Ceza ne denli çabuk ve işlenen suça yakın olursa o denli çok adil ve yararlı olur. Çok adil diyorum. Çünkü, bu çabukluk, geleceğe dönük belirsizliğin doğuracağı yararsız ve acımasız işkencelerden suçluyu kurtarır.
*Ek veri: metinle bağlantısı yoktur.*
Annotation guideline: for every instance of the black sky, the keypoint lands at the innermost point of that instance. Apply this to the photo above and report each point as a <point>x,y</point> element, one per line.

''Pek az sayıda ulus mutludur yeryüzünde. Onlar da kötülüklerden sıyrılıp iyiliğe doğru yönelen ve insanlara ilişkin düzenlemelerin ve değişimlerin yavaş evrimini beklemeyen, ancak iyi yasalarla onların ara geçişlerini hızlandıran uluslardır.''
''Gelin görün ki, ancak çok az sayıdaki insan, cezaların barbarca olduklarını, mahkemelerde uygulanan ceza yöntemlerinin ve yargılamaların ilkelere aykırılıklarını görüp incelemiş ve onlara karşı çıkmıştır.''
''Suçları önleyen en önemli frenlerden biri, cezaların ağırlığı değil, cezaların kaçınılmaz olmalarıdır. Hafif bile olsa bir cezanın kaçınılmaz bulunması, ondan yakayı sıyırmanın olanaksız olması, cezadan kurtulma umudunu veren daha acımasız ve ağır bir başka cezanın yarattığı korkudan her zaman daha büyük bir korku, bir etki doğuracaktır. Çünkü ufak bile olsalar, kötülükler/acılar kaçınılmaz olduklarından insanların ruhlarını her zaman ürpertirler.''
“Kamuya ve devlete güvenin anıtı ve insan ahlakının temeli olan kutsal yasaların ihanete ve ikiyüzlülüğe izin verdiklerini duyan vicdanımın sesini boğmak için boşuna çırpınıp duruyorum.”